Au Mali, la pauvreté est très fréquente chez les femmes, surtout les femmes rurales de Nafadji, un village-quartier situé au Nord de la Commune I du district de Bamako. Pour subvenir aux besoins familiaux, des femmes de cette localité s’adonnent au ramassage de gravier sur la colline dont la revente aux propriétaires de chantiers de construction leur apporte quelques revenus. Pour lever un coin de voile sur cette activité peu connue par la population malienne, nous nous sommes rendus, le mardi 17 octobre dernier, sur ce site devenu aujourd’hui un lieu de gagne-pain pour de nombreuses femmes de Nafadji et environnants. Mais dans quelles conditions ?
Il est 9 heures du matin. Sous un soleil peu brûlant, nous arrivons sur le site qui s’étend sur quelques hectares. Une quinzaine de femmes, en majorité des vielles, prennent d’assaut les lieux, munies de grillages, piques, seaux et pioches et pelles. En mot tout l’outillage qui leur permet de creuser pour trouver du gravier à amasser. Leur passage laisse un terrain dégradant qui met toujours en colère les propriétaires desdits parcelles.
Mansa Daou, une cinquantaine qui se présente comme chef du groupe, nous confie qu’elle exerce ce travail depuis environ 10 ans pour avoir commencé son activité en 2007. “C’est la pauvreté qui nous a poussées à faire ce travail. La majeure partie de ces femmes que vous voyez ici ont perdu leur mari qui ont laissé des enfants à leurs charges, donc nous sommes obligées de faire ce travail, même si c’est dur, pour subvenir aux besoins de la famille puisque les enfants sont trop jeunes”, a-t-elle expliqué.

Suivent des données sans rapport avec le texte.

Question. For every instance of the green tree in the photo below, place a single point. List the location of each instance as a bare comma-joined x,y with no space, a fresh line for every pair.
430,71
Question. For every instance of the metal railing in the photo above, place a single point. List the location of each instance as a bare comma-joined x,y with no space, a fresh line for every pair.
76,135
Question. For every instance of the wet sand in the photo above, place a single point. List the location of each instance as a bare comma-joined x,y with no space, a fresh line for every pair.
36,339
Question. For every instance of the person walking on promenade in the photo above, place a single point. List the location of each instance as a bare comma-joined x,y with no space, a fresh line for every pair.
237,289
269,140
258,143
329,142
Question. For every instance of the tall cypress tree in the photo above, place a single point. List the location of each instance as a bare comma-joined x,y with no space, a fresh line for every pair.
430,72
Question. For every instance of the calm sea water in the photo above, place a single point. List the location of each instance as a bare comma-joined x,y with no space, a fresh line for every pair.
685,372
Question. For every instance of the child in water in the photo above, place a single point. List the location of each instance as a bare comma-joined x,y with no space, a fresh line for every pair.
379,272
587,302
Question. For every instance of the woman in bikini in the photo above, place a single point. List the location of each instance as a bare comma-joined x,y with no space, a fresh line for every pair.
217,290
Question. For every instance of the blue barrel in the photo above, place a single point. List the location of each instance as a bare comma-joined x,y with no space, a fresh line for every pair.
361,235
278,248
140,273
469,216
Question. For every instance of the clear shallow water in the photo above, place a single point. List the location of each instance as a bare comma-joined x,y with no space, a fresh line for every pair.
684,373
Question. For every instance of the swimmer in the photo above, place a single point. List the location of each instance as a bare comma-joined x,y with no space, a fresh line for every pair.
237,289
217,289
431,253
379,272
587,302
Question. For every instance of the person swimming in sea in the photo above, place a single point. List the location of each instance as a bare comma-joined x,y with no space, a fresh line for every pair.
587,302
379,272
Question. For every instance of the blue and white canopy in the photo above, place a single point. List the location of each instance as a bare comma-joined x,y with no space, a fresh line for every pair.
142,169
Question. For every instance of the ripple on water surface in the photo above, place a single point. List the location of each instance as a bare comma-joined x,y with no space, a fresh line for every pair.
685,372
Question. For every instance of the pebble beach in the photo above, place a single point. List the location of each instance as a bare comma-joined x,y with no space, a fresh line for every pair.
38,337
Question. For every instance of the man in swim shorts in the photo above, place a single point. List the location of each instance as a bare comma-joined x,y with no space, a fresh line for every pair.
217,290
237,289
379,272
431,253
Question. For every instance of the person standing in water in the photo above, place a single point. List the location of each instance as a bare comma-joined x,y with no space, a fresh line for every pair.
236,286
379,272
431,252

A quelques mètres d’elle et son groupe de travail, Awa Mona Traoré, une autre vieille femme qui se prépare à commencer à piocher pour creuser des trous. Elle précise qu’elle ne s’adonne pas à ce travail par plaisir. “C’est la pauvreté qui m’a poussée à faire ce travail. Pour éviter de voler ou de faire autre chose qui ne m’honore pas, je viens ramasser les graviers pour les revendre après. Avec un camion de gravier, je peux gagner 30 000 Fcfa à 35 000 Fcfa. C’est avec cet argent que j’arrive à subvenir à mes besoins et à ceux de la famille”, a-t-elle précisé.
Sur le site, nous avons même trouvé des jeunes filles, à l’image de Awa Coulibaly, 19 ans, mariée avec 1 enfant. Elle explique que son mari travaille, mais gagne peu donc pour l’aider à subvenir aux besoins de la famille, elle vient travailler sur ces lieux, auprès de sa tante.
“Avec ce travail, nous sommes exposées à toutes sortes de maladies comme la toux, le rhume, etc. sans compter la fatigue journalière causée par ce travail qui demande beaucoup d’efforts physiques. Toutes les veilles dames qui travaillent ici sont confrontées à des problèmes respiratoires à tel point que souvent, si elles tombent malade, il faut qu’elles partent à l’hôpital pour se soigner car avec les médicaments de la rue cela ne marche pas”.
Combien d’heures travaillent-elles par jour ? Mansa Daou, chef de groupe, a révélé qu’elles commencent tôt le matin, jusqu’à 13 ou 14 heures pour prendre la pose et prier, avant de continuer jusqu’aux environs de 19 heures. “Avec ce travail, il n’y a de repos si on veut gagner beaucoup. Moi, personnellement, je commence le matin et termine aux environs de 19 heures pour rentrer à la maison. Une fois à la maison, c’est la douleur musculaire qui nous attaque jusqu’au matin. Vraiment, ce travail est dur, mais que faire si on n’a pas quelqu’un pour nous prendre en charge ?”.
A la question de savoir si les autorités communales leur ont rendu visite sur les lieux et ont fait quelque chose pour améliorer leur situation, Mansa Daou répond : “Depuis que nous avons commencé ce travail, personne n’est venu nous rendre visite, que cela soit les responsables communaux et d’autres responsables. Je pense que le problème vient de nous parce que nous n’avons pas trouvé quelqu’un qui puisse nous mettre en contact avec les responsables communaux”, a-t-elle précisé. Elle a conclu ses propos en lançant un appel à l’endroit des autorités du pays afin qu’elles aident ces femmes à sortir de cette difficulté. Ces femmes ramasseurs de graviers peuvent mener d’autres activités, pour peu que les autorités les soutiennent et les accompagnent. “On ne fait pas ce travail dur parce que nous l’aimons, mais seulement parce que nous n’avons pas le choix”.